Im not upset. Theres not a fee to solicit here and we dont go door to door. I dont see how kids shoveling in New Jersey takes work away from me in Connecticut.

They wouldve been able to put up yard signs or a craigslist ad. They just couldnt knock on doors. Just like we cant put flyers in mailboxes.

Shouldve paid more attention to the article. Cops bust teenagers implies they were arrested. The boys didnt pay a fine and werent arrested. They were told to stop knocking door to door because someone complained. The issue I have is the article is misleading. It goes on about free markets and fails to connect the two. Then along the way it talks how people or businesses shouldnt be regulated at all.


----------



## Diesel_brad (Sep 20, 2010)

Just the government wanting to get their hands in EVERYTHING


----------



## ppkgmsy (Jan 18, 2008)

I think part of the problem is that cops these days aren't usually part of a neighborhood. When I was a kid, the local cops knew everyone and everyone knew them. We kids had to call them "Officer" but I believe the adults were all on a first-name basis. They had a certain amount of freedom to allow things to slide that weren't hurting anyone. Like if a kid had a lemonaide stand, no one would expect him to get a vendors license. But if the kid started selling lemons by the dozen, the local grocery mght object and the cop would step in. I guess everything is "by the book now."

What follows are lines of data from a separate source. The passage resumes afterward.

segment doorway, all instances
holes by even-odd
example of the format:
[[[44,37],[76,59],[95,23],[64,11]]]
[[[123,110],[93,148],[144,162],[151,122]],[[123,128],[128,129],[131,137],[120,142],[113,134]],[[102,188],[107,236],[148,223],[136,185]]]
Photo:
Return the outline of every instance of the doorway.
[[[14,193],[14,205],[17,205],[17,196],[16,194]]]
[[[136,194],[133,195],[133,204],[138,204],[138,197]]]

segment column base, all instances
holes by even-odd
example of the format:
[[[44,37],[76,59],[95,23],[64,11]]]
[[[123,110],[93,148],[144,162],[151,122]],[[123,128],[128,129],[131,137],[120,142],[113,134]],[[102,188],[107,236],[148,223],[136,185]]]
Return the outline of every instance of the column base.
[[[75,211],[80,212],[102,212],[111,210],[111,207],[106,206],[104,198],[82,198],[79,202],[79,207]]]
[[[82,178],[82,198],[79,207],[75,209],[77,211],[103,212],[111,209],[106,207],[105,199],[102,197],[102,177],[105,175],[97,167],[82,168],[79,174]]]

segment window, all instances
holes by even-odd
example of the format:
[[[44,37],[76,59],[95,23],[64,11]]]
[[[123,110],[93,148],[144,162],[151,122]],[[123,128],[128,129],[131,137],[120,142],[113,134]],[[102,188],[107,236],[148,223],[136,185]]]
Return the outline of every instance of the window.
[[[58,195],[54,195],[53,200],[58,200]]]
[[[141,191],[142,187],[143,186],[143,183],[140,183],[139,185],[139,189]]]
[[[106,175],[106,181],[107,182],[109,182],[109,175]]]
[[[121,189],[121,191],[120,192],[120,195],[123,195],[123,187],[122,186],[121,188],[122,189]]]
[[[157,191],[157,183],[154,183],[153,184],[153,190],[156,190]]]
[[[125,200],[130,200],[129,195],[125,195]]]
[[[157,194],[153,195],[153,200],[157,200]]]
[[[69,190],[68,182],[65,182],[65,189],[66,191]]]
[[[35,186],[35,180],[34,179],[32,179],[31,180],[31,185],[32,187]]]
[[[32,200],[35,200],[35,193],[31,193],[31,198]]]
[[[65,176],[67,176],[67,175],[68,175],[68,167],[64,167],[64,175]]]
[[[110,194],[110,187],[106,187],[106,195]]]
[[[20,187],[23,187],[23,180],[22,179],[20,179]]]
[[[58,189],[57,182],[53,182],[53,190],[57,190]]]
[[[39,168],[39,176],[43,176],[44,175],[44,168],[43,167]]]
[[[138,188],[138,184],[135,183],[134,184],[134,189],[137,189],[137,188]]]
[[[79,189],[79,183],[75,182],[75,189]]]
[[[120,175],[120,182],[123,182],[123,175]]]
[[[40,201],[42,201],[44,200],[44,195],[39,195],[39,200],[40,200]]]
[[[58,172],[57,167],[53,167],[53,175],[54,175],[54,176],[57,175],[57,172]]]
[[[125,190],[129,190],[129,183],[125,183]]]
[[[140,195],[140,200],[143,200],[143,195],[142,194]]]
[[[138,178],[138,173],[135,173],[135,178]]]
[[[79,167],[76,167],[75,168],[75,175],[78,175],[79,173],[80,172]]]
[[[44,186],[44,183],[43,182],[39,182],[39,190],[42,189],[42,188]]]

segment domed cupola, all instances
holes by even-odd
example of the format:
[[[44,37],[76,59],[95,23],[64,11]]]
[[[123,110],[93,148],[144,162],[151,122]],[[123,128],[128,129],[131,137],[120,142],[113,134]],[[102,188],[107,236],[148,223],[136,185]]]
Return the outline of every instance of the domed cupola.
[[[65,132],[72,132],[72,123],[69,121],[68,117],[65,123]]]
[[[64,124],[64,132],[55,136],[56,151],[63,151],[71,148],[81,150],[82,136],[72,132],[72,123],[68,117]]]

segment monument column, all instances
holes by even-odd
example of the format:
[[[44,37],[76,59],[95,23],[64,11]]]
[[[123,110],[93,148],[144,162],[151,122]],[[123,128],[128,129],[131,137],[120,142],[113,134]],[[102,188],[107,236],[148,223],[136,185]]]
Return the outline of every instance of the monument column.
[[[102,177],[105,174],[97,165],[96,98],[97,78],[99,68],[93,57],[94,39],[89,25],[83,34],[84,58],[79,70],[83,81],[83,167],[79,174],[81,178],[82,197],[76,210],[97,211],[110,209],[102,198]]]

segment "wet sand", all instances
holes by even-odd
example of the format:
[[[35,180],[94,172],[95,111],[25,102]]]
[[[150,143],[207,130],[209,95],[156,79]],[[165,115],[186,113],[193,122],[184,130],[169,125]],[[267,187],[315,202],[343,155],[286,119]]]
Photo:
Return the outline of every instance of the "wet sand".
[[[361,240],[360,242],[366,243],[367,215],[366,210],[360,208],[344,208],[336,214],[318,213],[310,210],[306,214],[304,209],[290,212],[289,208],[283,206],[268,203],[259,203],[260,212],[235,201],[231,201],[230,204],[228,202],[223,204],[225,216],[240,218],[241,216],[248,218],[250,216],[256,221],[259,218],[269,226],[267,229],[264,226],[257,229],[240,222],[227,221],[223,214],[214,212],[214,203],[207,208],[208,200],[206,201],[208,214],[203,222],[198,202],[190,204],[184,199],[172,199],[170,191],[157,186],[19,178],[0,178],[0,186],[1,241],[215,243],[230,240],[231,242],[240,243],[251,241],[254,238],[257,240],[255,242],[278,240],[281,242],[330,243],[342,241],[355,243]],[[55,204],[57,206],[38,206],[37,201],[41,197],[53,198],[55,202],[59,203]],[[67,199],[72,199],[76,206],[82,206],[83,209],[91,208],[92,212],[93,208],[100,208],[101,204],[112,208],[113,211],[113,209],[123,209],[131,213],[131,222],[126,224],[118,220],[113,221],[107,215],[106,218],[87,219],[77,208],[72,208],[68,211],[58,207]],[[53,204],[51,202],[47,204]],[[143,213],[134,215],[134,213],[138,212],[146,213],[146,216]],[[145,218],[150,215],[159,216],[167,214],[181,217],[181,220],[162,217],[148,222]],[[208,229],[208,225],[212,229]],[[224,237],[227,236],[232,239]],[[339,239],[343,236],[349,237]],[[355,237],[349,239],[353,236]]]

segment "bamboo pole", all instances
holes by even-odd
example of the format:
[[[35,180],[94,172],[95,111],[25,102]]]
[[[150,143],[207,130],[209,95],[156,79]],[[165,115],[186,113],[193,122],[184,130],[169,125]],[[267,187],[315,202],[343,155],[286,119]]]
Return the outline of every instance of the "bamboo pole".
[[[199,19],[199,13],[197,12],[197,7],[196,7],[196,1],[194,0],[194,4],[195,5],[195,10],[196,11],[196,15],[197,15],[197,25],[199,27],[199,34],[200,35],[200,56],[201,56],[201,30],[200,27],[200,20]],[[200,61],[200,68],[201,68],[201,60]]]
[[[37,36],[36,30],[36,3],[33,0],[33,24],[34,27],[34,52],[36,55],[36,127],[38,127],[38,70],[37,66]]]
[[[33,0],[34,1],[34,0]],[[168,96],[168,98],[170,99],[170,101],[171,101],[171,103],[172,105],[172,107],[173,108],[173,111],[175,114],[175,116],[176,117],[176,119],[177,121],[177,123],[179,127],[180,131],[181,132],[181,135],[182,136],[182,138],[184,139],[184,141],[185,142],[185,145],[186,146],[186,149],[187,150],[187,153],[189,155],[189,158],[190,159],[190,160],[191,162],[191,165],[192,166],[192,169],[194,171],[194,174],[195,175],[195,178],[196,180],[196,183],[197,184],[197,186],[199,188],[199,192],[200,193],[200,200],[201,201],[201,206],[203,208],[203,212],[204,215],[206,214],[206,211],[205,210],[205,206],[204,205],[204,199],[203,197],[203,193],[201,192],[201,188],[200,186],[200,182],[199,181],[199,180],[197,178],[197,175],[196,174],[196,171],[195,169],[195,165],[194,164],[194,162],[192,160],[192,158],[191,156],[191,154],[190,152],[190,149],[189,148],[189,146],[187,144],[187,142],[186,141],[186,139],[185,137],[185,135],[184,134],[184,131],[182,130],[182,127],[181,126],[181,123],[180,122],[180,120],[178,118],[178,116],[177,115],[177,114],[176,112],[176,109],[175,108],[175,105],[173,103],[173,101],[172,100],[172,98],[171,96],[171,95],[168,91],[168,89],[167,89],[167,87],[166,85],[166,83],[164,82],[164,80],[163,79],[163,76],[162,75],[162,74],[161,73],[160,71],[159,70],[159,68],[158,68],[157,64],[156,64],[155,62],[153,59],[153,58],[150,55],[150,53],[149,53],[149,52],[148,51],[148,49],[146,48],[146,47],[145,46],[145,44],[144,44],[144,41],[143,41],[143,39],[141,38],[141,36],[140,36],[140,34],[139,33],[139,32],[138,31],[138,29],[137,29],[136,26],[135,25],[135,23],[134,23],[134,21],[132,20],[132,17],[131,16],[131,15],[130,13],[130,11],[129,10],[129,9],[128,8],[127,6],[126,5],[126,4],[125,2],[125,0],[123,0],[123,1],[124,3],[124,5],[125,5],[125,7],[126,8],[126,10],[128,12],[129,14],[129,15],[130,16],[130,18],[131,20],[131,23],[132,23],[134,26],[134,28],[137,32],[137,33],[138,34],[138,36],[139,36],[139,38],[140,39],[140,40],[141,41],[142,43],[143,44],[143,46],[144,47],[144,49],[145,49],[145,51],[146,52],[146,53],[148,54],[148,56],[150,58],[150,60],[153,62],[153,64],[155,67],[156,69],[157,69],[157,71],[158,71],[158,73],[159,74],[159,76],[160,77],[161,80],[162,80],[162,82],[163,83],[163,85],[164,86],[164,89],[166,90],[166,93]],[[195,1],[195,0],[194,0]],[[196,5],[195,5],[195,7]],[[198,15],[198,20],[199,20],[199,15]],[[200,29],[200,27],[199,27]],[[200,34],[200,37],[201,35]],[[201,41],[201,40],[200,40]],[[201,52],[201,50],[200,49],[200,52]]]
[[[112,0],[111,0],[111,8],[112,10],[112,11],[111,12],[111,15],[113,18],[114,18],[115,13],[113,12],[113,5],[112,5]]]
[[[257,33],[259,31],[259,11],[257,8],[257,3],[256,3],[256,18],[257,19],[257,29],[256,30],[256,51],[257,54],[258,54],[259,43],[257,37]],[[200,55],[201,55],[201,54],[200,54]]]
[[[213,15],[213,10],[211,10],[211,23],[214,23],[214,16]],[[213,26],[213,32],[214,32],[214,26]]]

I still live in a small town and everyone knows the local cops. I bought a truck from one cop and a woodstove from another. They are held responsible in an informal way. After all, we all see each other on the street and our kids go to the same school.


----------



## On a Call (Jan 14, 2015)

Man am I glad I dodged that bullet years ago. 

With the strong unions around here I would have had my bike torched.


----------



## 32vld (Feb 4, 2011)

Just as with a kid selling lemonade is not going to put a restaurant out of business. Two HS boys are not going to put me out of business or take work away from me.

I get that people want someone that will show every storm this year and the years after.

The people that will hire me are willing to pay me well for the quality and dependability I provide.

The people that hire the HS boy's will never hire me because they are not will to pay my prices or commit to service for the whole season.


----------